Richard Mourdock, fresh off of defeating Dick Lugar in the Indiana Senate primary, hit the ground running with a quote everyone is talking about this morning:

MOURDOCK: I certainly think bipartisanship ought to consist of Democrats coming to the Republican point of view. … If we [win the House, Senate, and White House], bipartisanship means they have to come our way, and if we’re successful in getting the numbers, we’ll work towards that.

That’s the Republican nominee on MSNBC.

What I think is interesting about this is that, by most accounts, Mourdock isn’t really part of the crazy faction of Republican politics. A recent New York Times profile compares him more to Utah Senator Mike Lee than to flaky and failed 2010 nominees Sharron Angle and Christine O’Donnell. That is, Mourdock is part of the new normal in Republican politics, and that’s a “normal” that utterly rejects the notion that any cooperation between the parties is possible — that is, without the other party’s abject capitulation.

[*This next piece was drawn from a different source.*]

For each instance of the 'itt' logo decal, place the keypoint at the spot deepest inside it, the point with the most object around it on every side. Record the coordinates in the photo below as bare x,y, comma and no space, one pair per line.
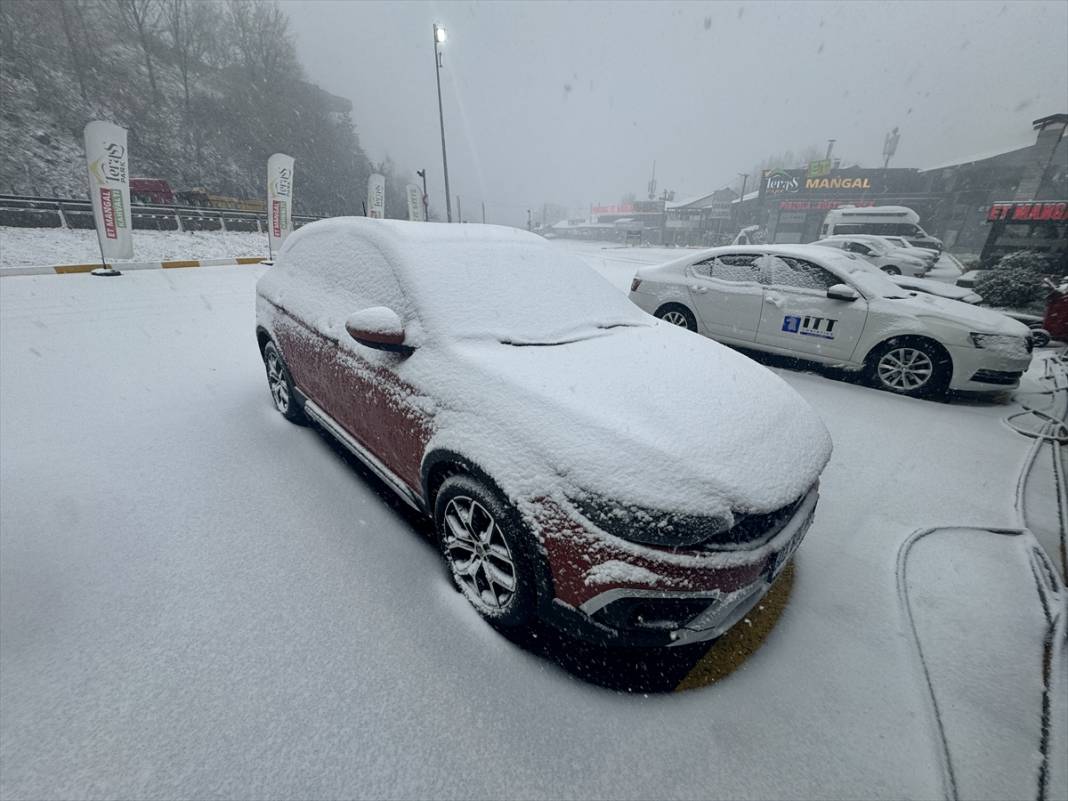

As I’ve argued, the problem with the Republican Party — the problem that Tom Mann and Norm Ornstein write about in their new diagnosis of dysfunction, It’s Even Worse Than It Looks — isn’t that many of today’s Republicans are extraordinarily conservative. It’s that they reject the kinds of co-operation and compromise with their opponents that a Madisonian system depends upon.

What’s depressing about Mourdock’s quote is that it’s not about conservative policy positions or philosophy. It’s all about partisan polarization almost as a primary goal in and of itself — a goal that is now commonly aspired to even by mainstream Republicans. If their most important project during the Obama era has been to make the political system more dysfunctional than ever, that project took another step forward yesterday.